The interior ministry estimates “tens of thousands” Ukrainians moving to Finland as a result of the war in that country, according to Yle News. There are about 7,000 Ukrainians in Finland, but Anna Rundgren, a ministry of interior senior specialist, believes that the actual figure is several times higher.
In 2015, the country saw a record influx of people coming here. Thirty-two thousand four hundred seventy-six asylum seekers, mainly from Iraq (20,485) and Afghanistan (5,214), came to Finland in that historic year. The country’s first wave of refugees was in 1921 when some 6,500 Russians from Kronstadt island in the Gulf of Finland fled the Bolsheviks.
Any sensible person should understand that the Ukrainian newcomers are an important human asset to the country. If we want to make Finland their new home, we must also treat them with respect and be vigilant so they will not fall prey to human trafficking and exploitation.
The treatment that some Iraqis, Afghans, and other non-EU asylum seekers received in Finland from 2015 was shameful in some cases. In May 2016, Migrant Tales, Rovaniemi-based daily Lapin Kansa, and the asylum seekers of the Kolari asylum reception center forced the Red Cross to fire the deputy manager of the camp Jari Sillantie.
Apart from liking on Facebook far-right anti-immigration sites like Finnish People First, it’s not surprising that asylum seekers at the Kolari reception center alleged racist treatment by him.

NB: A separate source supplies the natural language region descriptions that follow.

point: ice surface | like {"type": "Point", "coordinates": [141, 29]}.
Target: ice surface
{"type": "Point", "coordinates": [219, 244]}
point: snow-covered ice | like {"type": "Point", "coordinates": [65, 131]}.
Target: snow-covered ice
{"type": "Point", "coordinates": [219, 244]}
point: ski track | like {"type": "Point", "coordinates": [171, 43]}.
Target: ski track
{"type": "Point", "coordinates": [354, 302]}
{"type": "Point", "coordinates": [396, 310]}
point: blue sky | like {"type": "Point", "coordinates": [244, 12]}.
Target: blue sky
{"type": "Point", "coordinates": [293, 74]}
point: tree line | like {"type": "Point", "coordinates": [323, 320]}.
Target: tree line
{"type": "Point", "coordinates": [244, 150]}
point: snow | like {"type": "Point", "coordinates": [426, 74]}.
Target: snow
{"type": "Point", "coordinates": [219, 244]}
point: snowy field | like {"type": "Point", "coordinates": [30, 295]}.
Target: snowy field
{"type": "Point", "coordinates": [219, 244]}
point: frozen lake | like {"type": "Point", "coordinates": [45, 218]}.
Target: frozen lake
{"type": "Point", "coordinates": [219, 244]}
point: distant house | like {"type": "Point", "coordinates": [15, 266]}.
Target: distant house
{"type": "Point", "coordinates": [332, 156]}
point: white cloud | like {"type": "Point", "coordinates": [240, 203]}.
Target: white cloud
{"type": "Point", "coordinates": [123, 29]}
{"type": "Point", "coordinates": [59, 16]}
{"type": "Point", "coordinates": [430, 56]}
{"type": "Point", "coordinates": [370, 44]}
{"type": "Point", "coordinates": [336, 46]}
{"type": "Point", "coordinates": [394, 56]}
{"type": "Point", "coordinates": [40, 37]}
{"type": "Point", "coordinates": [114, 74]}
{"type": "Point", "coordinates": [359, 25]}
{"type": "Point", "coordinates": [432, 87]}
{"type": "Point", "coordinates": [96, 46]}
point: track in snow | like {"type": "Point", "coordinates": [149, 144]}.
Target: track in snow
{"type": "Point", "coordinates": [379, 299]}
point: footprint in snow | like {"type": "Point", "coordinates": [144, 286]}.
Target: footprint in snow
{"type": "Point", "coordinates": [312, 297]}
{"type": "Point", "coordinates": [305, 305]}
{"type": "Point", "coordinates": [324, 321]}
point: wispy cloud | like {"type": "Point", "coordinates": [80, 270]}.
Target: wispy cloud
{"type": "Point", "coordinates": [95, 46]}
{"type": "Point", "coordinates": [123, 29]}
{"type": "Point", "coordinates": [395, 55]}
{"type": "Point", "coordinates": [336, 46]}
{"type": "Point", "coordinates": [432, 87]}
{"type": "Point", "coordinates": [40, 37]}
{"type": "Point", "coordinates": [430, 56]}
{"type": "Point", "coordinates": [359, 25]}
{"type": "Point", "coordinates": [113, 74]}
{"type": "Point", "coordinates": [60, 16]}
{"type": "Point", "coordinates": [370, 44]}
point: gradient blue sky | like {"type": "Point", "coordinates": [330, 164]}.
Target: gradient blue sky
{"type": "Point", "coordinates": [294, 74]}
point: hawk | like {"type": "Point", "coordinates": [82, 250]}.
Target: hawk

Apart from the treatment of some asylum seekers, there were many question marks about how the Finnish Immigration Service (Migri) processed asylum applications. Furthermore, the far-right Perussuomalaiset (PS)* party formed part of Prime Minister Juho Sipilä’s government (2015-2019) and was instrumental in tightening immigration laws for asylum seekers in 2016.
If tens of thousands of Ukrainians are coming to Finland this year, the question is if the Finnish Immigration Service and Finland have learned from the mistakes of the past?
Thus our ever-growing culturally diverse community in Finland should inspire us to look outside of our small national sandbox. Will we become as a society more hostile to difference as our culturally diverse communities grow? Or will we grant them their rightful public space?
Will we continue as now to label their children and grandchildren as “people with foreign backgrounds?” Will we understand that “Finnishness” should be synonymous with inclusiveness? Will we learn that treating people with dignity and respect are much better than with suspicion and racism?
These are some questions we should seriously ask and resolve as tens of thousands of Ukrainians come to Finland, their new home and do everything possible to avoid the pitfalls of 2015.